CUDA-aware MPI + Python GPU arrays
----------------------------------

* Reduce-to-all CuPy arrays::

   from mpi4py import MPI
   import cupy as cp

   comm = MPI.COMM_WORLD
   size = comm.Get_size()
   rank = comm.Get_rank()

   sendbuf = cp.arange(10, dtype='i')
   recvbuf = cp.empty_like(sendbuf)
   assert hasattr(sendbuf, '__cuda_array_interface__')
   assert hasattr(recvbuf, '__cuda_array_interface__')
   cp.cuda.get_current_stream().synchronize()
   comm.Allreduce(sendbuf, recvbuf)

   assert cp.allclose(recvbuf, sendbuf*size)


One-Sided Communications
------------------------

* Read from (write to) the entire RMA window::

    import numpy as np
    from mpi4py import MPI
    from mpi4py.util import dtlib

    comm = MPI.COMM_WORLD
    rank = comm.Get_rank()

    datatype = MPI.FLOAT
    np_dtype = dtlib.to_numpy_dtype(datatype)
    itemsize = datatype.Get_size()

    N = 10
    win_size = N * itemsize if rank == 0 else 0
    win = MPI.Win.Allocate(win_size, comm=comm)

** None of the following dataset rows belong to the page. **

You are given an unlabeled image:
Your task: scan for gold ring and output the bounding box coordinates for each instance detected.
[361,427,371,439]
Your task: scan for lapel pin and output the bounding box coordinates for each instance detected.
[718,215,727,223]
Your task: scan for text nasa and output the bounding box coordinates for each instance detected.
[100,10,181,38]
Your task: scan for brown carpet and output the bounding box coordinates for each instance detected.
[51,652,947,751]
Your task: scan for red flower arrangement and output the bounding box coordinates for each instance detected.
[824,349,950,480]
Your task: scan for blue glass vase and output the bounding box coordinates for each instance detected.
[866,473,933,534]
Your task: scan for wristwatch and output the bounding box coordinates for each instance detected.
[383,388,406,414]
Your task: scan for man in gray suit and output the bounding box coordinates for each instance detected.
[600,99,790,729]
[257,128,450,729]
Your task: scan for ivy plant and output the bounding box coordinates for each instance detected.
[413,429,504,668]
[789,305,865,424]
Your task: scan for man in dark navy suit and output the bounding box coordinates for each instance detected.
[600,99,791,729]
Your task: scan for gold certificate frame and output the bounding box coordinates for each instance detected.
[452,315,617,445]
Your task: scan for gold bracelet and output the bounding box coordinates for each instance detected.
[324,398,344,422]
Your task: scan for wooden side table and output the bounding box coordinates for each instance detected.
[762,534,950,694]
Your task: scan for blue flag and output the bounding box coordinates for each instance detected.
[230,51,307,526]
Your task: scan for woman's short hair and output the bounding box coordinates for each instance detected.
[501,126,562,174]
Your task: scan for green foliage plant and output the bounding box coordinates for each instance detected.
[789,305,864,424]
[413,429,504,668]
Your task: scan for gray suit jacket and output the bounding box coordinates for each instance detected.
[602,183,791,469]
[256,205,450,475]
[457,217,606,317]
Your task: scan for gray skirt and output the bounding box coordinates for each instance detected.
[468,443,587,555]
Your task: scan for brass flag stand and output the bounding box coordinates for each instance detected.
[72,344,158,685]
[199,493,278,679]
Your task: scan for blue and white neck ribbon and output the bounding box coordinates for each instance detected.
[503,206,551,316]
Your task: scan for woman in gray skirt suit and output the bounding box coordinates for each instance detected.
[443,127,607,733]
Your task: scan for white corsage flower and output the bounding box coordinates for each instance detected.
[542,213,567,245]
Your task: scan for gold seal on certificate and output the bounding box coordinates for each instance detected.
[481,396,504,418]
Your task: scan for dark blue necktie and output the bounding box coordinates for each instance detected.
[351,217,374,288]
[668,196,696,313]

    buf = np.empty(N, dtype=np_dtype)
    if rank == 0:
        buf.fill(42)
        win.Lock(rank=0)
        win.Put(buf, target_rank=0)
        win.Unlock(rank=0)
        comm.Barrier()
    else:
        comm.Barrier()
        win.Lock(rank=0)
        win.Get(buf, target_rank=0)
        win.Unlock(rank=0)
        assert np.all(buf == 42)

* Accessing a part of the RMA window using the ``target`` argument,
  which is defined as ``(offset, count, datatype)``::

    import numpy as np
    from mpi4py import MPI
    from mpi4py.util import dtlib

    comm = MPI.COMM_WORLD
    rank = comm.Get_rank()

    datatype = MPI.FLOAT
    np_dtype = dtlib.to_numpy_dtype(datatype)
    itemsize = datatype.Get_size()

    N = comm.Get_size() + 1
    win_size = N * itemsize if rank == 0 else 0
    win = MPI.Win.Allocate(
        size=win_size,
        disp_unit=itemsize,
        comm=comm,
    )
    if rank == 0:
        mem = np.frombuffer(win, dtype=np_dtype)
        mem[:] = np.arange(len(mem), dtype=np_dtype)
    comm.Barrier()

    buf = np.zeros(3, dtype=np_dtype)
    target = (rank, 2, datatype)
    win.Lock(rank=0)
    win.Get(buf, target_rank=0, target=target)
    win.Unlock(rank=0)
    assert np.all(buf == [rank, rank+1, 0])


Wrapping with SWIG
------------------

* C source:

  .. sourcecode:: c

      /* file: helloworld.c */
      void sayhello(MPI_Comm comm)
      {
        int size, rank;
        MPI_Comm_size(comm, &size);
        MPI_Comm_rank(comm, &rank);
        printf("Hello, World! "
               "I am process %d of %d.\n",
               rank, size);
      }

* SWIG interface file:

  .. sourcecode:: c

      // file: helloworld.i
      %module helloworld
      %{
      #include <mpi.h>
      #include "helloworld.c"
      }%

      %include mpi4py/mpi4py.i
      %mpi4py_typemap(Comm, MPI_Comm);
      void sayhello(MPI_Comm comm);

* Try it in the Python prompt::

      >>> from mpi4py import MPI
      >>> import helloworld
      >>> helloworld.sayhello(MPI.COMM_WORLD)
      Hello, World! I am process 0 of 1.


Wrapping with F2Py
------------------

* Fortran 90 source:

  .. sourcecode:: fortran

      ! file: helloworld.f90
      subroutine sayhello(comm)
        use mpi
        implicit none
        integer :: comm, rank, size, ierr
        call MPI_Comm_size(comm, size, ierr)
        call MPI_Comm_rank(comm, rank, ierr)
        print *, 'Hello, World! I am process ',rank,' of ',size,'.'
      end subroutine sayhello

* Compiling example using f2py ::

      $ f2py -c --f90exec=mpif90 helloworld.f90 -m helloworld

* Try it in the Python prompt::

      >>> from mpi4py import MPI
      >>> import helloworld
      >>> fcomm = MPI.COMM_WORLD.py2f()
      >>> helloworld.sayhello(fcomm)
      Hello, World! I am process 0 of 1.